Is vitamin D really important in overall health?

The foods that add up to your recommended daily allowance.

By Donna Fleming
It’s best known as the nutrient that, combined with calcium, helps maintain strong bones, but vitamin D is also now thought to be important in overall health. There is accumulating evidence that it may play a role in warding off conditions as varied as diabetes, multiple sclerosis, and depression, though it’s too early to draw any definitive conclusions. The best way to boost vitamin-D levels is from sunshine, but good food sources include margarine and fortified cereals.
Banish that beer belly Experts reveal the surprising causes of that spare tyre. This week: Sit-ups
Sit-ups help strengthen your “six-pack” muscles, but they won’t do much for a spare tyre. “There’s no way of ‘spotreducing’ fat from any one part of your body – you need to reduce overall body fat through diet and exercise,” advises personal trainer Andy Wadsworth. “Loads of sit-ups overstrengthens a few muscles in your abdomen and can lead to back problems. And overworking the rectus abdominis muscles (which make up the six-pack) without building up your deeper muscles can make your tummy stick out more.”
Solution: Mix running, cycling or swimming (which burn many more calories than sit-ups) with postural exercises that flatten your stomach and protect your back, he says. Lie on your back with knees bent, feet flat on the floor, push your lower back flat into the floor and tilt your pelvis towards you. Pull your tummy button towards your spine to tighten the transverse abdominal muscle, hold for five seconds, rest briefly and repeat 30 times.
Why you should love your hairy skin
  • Hairy people suffer less from insect bites, according to a recent study from the University of Sheffield. In a study of 29 volunteers, half of whom had one arm shaved, the researchers found that when bed bugs were placed on their skin, the people with the shaved arms were bitten more.
  • Sensitive, fine hairs which cover our bodies seem to allow us to feel insects on our skin as well as creating a natural barrier to stop them biting us, explains study author Professor Michael Siva-Jothy. “The hairs have nerves attached to them and provide us with the ability to detect bugs,” he says.
TRY IT Meditating when you lose your keys. Scientists asked volunteers with memory problems – from age-related loss to early Alzheimer’s – to meditate 12 minutes a day for eight weeks, and found it boosted blood flow in the parts of the brain responsible for recall.

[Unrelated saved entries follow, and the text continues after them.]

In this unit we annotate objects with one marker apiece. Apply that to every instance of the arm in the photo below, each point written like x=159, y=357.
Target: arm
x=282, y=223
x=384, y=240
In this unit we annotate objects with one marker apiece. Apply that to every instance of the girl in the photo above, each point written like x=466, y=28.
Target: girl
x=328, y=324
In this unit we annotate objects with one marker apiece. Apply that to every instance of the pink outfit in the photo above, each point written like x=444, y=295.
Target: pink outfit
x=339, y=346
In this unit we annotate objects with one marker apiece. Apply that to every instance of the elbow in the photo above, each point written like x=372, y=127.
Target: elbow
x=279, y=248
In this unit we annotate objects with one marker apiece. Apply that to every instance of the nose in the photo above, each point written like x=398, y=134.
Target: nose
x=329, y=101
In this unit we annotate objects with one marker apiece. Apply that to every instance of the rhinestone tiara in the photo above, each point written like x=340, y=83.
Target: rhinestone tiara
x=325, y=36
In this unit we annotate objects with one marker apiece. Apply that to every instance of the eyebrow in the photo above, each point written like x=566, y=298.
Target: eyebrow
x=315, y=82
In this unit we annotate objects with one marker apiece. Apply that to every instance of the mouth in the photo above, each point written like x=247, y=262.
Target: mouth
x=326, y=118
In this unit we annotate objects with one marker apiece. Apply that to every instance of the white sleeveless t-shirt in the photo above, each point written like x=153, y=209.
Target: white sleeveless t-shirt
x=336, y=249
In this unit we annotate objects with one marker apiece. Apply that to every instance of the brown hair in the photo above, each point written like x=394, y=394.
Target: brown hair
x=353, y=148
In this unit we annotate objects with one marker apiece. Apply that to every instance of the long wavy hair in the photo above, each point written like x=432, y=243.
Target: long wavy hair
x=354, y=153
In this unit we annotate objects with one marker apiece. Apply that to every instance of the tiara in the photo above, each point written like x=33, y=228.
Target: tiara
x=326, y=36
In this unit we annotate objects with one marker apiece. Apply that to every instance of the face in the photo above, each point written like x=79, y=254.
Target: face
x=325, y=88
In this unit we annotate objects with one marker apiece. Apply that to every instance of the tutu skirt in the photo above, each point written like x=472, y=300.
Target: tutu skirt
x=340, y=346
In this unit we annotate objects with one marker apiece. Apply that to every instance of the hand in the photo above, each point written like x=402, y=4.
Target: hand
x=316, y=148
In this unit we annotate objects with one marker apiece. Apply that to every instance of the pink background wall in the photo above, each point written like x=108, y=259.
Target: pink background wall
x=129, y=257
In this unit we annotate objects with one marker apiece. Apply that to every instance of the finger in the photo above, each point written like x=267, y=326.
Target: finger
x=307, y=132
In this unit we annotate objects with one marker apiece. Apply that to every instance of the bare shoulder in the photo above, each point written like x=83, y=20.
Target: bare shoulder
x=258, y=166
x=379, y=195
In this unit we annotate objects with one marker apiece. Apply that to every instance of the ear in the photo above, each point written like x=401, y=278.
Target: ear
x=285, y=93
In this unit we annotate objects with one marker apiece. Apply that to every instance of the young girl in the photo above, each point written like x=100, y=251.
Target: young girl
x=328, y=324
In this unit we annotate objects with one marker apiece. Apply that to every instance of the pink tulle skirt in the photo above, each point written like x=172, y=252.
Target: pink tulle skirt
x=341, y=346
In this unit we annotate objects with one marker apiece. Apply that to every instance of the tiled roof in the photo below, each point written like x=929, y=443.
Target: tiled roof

DITCH IT Spending hours on the phone. It makes you less kind to others, according to a US study. Though phone calls make you feel connected to the people on the other end, you’re less likely to seek social connection through altruistic behaviour such as kindness or charity.
SWITCH IT Swap your games console for the great outdoors. A study of 78 children aged nine to 12 found youngsters who play “active” video games – where they move and jump around – get no more exercise overall than those who play sedentary video games. Take them for a bike ride instead.